Codev-Bench
Evaluates code completion tools' ability to accurately capture a developer's intent and suggest appropriate code snippets in diverse contexts.
About
Codev-Bench is a comprehensive evaluation framework designed to assess the performance of code completion tools in real-world, repository-level, and developer-centric scenarios. It moves beyond traditional benchmarks that focus solely on function generation from comments by incorporating diverse sub-scenes encountered in daily IDE-based coding, such as contextual completion for logical blocks, function parameter lists, and ordinary statements. Using unit tests and AST parsing, Codev-Bench accurately evaluates the code quality generated by various Language Learning Models (LLMs) across a range of completion scenarios, including full block, incomplete suffix, inner block, and Retrieval-Augmented Generation (RAG)-based completion.
Key Features
- Fine-grained evaluation of code completion tools.

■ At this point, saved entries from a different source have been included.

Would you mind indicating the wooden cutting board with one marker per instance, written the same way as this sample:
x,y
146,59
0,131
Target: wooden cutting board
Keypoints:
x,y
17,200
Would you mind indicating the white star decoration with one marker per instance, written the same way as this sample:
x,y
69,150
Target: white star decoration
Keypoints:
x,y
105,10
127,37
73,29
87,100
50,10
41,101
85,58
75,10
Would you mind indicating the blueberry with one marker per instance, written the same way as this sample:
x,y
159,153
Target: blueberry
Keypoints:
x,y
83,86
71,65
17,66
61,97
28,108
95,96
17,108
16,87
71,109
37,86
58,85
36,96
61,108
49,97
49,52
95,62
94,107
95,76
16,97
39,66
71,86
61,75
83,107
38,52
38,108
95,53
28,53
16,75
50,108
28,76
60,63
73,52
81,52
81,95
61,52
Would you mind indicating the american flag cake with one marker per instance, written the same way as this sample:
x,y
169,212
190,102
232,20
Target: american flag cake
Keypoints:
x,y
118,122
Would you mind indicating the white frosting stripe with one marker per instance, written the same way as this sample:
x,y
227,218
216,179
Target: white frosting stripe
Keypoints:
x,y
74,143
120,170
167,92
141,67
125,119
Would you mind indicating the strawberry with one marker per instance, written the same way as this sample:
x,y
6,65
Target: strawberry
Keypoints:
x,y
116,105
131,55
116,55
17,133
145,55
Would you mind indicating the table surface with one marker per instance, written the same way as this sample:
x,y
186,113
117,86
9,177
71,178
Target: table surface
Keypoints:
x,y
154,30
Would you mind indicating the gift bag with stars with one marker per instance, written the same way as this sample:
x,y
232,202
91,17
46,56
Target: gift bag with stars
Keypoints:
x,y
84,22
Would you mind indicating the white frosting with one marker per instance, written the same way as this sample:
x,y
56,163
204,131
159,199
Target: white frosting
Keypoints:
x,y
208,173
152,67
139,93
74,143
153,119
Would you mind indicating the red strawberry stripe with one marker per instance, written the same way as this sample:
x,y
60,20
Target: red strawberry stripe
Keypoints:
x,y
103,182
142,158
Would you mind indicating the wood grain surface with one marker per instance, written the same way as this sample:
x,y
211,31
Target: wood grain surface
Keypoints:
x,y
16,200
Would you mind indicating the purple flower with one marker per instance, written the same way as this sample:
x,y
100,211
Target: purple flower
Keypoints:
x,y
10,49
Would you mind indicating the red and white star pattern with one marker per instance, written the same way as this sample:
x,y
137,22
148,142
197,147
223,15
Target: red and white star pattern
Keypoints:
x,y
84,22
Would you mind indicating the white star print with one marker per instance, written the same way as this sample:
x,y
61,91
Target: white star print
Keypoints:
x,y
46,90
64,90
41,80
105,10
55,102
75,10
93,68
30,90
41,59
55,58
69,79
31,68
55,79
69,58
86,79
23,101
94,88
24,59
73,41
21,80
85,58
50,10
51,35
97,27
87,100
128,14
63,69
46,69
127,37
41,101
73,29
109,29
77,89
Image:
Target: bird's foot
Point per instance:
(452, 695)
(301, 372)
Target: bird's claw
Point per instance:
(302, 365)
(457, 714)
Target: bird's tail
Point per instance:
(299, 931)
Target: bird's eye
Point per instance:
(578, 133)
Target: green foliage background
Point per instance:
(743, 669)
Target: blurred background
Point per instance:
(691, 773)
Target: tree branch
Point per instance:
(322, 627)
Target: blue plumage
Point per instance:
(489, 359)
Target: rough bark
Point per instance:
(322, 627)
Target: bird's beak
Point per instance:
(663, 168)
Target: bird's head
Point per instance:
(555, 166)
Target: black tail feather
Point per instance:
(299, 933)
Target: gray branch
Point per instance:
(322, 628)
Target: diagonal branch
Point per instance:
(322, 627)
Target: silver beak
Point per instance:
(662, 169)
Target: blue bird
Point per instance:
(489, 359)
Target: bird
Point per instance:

- Real-world, repository-level benchmark.
- Developer-centric scenarios.
- Unit test-based evaluation.
- Supports diverse completion sub-scenes
- 41 GitHub stars
Use Cases
- Developing and improving code completion models to better align with developer needs.
- Evaluating the performance of code completion models.
- Identifying strengths and weaknesses of code completion tools in different scenarios.